- According to Bengaluru-based research firm RedSeer Consultancy, Walmart-owned Flipkart and Amazon dominated 90% of the market share as demand rose from smaller cities and towns this year–indicating that consumer spending in the country has only increased despite slowdown fears.
- Led by Amazon and Flipkart, e-commerce retailers in India achieved a Gross Merchandise Value (GMV) record of $3 billion (nearly Rs 19,000) in the first six days of the September 29-October 4 festive sale.
With the second wave of festive sales coming to an end, industry experts say e-commerce players like Amazon and Walmart-owned Flipkart are set to celebrate a Diwali bumper pocketing over Rs 35,000 crore (nearly $5 billion) despite severe economic gloom in some sectors.
Led by Amazon and Flipkart, e-commerce retailers in India achieved a Gross Merchandise Value (GMV) record of $3 billion (nearly Rs 19,000) in the first six days of the September 29-October 4 festive sale.
According to Bengaluru-based research firm RedSeer Consultancy, Walmart-owned Flipkart and Amazon dominated 90% of the market share as demand rose from smaller cities and towns this year–indicating that consumer spending in the country has only increased despite slowdown fears.

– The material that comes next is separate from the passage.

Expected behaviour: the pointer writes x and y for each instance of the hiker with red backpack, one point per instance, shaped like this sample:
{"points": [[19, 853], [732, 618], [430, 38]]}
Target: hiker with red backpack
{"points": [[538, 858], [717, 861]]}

The shift from offline to online spending and a slow first half this October helped to push sales. Online sales, mainly shared by Amazon and Flipkart, are expected to generate up to $6 billion (Rs 39,000 crore) throughout the month of October.
According to Forrester, consumers in Tier 3 are not far from customers in Tier 1 and Tier 2 cities who spend more online during this festive season.
“In this festive season, online buyers in Tier 3 cities should spend more online than last year as they become more comfortable with digital platforms and access to brands and affordable financing options. This is an encouraging sign for online marketplaces that need these customers to buy more frequently and in more categories,” Forrester explained.
In September, as the festive season started, the third-largest e-commerce player Snapdeal recorded 87 million visits on its website.

Source- Hindustan Times
Snapdeal’s traffic has risen 61 percent on its websites and mobile sites in the last year alone.
“Snapdeal’s growing volumes are built on a sound and granular understanding of the value in Bharat-focused e-commerce. Our ability to build scale along with favorable unit economics gives Snapdeal an enormous competitive advantage,” said Kunal Bahl, CEO, and co-founder, Snapdeal, to IANS.
According to Anil Kumar, Founder and CEO of RedSeer Consulting, the first wave of the festive sale event saw a record gross merchandise value (GMV) of nearly $3 billion amid challenging macroclimate, suggesting that online shopping’s consumer sentiment remains bullish.
“The bigger push came from’ Bharat ‘ consumers moving to online shopping led by the good quality offered by online retailers across categories like mobile phones, which showed a strong increase during the sales event,” he said.
During the festive season, digital buyers in Tier 3 cities made a major contribution to spending more online compared to last year as they become more comfortable with e-commerce retailers and gain access to brands and affordable financing options.
“This is an encouraging sign for online marketplaces that need to buy more frequently from these customers in more categories,” Forrester said in his latest report.